Skip to main content

Week 2

(June 10, 2025 - June 16, 2025)

Meeting 1

(June 11, 2025)

Attendees

Discussions

  • Shared findings from a comprehensive analysis of the Minerva Dataset.
  • Reviewed dataset characteristics like class imbalance, license frequency, and dataset composition by source.
  • Talked about integrating negative samples into the dataset, which are currently missing but critical for training robust ML models.
  • Presented a proof of concept for Locality Sensitive Hashing (LSH) and discussed its behavior with varying input lengths.

Minerva Dataset Analysis

Analyzed multiple dimensions of the Minerva dataset using visualizations.
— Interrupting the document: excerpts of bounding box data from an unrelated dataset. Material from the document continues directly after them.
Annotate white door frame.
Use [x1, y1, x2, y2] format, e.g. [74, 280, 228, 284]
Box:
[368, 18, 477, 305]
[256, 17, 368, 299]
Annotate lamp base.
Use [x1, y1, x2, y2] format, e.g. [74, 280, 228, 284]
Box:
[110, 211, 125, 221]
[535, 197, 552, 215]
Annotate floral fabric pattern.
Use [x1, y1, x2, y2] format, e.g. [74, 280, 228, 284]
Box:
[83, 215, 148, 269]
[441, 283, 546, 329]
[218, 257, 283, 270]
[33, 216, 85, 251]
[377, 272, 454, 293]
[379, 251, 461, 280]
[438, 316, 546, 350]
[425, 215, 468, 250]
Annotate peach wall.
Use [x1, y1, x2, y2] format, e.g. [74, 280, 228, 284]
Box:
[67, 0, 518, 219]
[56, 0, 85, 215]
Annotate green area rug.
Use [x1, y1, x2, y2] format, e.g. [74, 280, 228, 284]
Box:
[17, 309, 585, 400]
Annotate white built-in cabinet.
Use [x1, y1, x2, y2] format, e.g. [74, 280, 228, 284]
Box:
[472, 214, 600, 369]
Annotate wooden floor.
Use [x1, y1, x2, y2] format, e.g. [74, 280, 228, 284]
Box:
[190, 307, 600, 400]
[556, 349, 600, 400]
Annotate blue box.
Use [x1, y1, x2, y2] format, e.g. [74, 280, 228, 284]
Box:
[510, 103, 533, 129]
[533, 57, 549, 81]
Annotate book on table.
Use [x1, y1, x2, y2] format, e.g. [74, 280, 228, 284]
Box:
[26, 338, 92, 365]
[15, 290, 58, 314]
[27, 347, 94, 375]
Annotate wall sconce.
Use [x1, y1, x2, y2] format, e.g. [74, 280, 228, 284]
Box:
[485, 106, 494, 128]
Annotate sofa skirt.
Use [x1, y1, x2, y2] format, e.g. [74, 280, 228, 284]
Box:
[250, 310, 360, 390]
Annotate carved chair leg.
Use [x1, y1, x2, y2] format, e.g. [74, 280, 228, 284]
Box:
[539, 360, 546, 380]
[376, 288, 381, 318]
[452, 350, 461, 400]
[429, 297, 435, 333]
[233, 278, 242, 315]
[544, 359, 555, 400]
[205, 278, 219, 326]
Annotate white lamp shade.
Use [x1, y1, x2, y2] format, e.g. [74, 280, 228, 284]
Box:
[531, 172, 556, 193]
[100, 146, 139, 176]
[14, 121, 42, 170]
Key insights:

image

  • Long-tail Distribution:
    • The cumulative distribution shows that a small subset of licenses accounts for the majority of files.
    • Around 200 licenses cover ~80% of the dataset, confirming a significant skew in class distribution.

image

  • Boxplots by Source:
    • Both Split-DB-Foss-Licenses and Split-SPDX-licenses show similar distributions, though the median file counts differ slightly.
    • Outliers are present in both, indicating a few licenses are over-represented.

image

  • Heavy Tail in File Counts:
    • Histogram and KDE of file counts per license shows a large number of licenses with very few associated files, while only a few have 500+ files.
    • This reveals severe class imbalance which can bias any learning model.

image

  • Source Composition:
    • The dataset is split nearly evenly: ~54% from Split-DB-Foss-Licenses, ~46% from Split-SPDX-licenses.

image

  • Top 15 Licenses by File Count:
    • Some licenses (e.g., Hacktivismo, Zimbra-1.2) dominate the dataset.
    • These must be considered while sampling or designing the pre-filtering ML models to avoid model bias.

Updates

  • Spent time exploring and analyzing the Minerva Dataset.

  • Prepared and shared insightful visualizations for license frequency, source distribution, and class balance.

  • Identified key limitations:

    • Severe data imbalance across license classes.
    • Lack of negative samples — currently all samples are associated with known licenses, with no explicit “no license” or “non-license” examples.
  • Implemented a proof of concept for Locality Sensitive Hashing (LSH):

    • Works well when input text length is similar to license texts.
    • Struggles when input is shorter or a subquery, highlighting the need for preprocessing strategies or text padding.

Problems Identified

  • Minerva lacks negative (non-license) samples, which will hinder the performance of classifiers in real-world noisy environments.
  • LSH-based similarity is length-sensitive; needs improvement for partial or paraphrased inputs.
  • Dataset imbalance could lead to model overfitting on high-frequency licenses.

Planning for Next Week

  • Begin designing a dataset augmentation strategy to introduce negative samples.
  • Study in more detail about Locality Sensitive Hashing.
  • Experiment with segmenting license texts and input queries to better suit LSH-based techniques.
  • Continue refining the dataset pipeline and class balancing.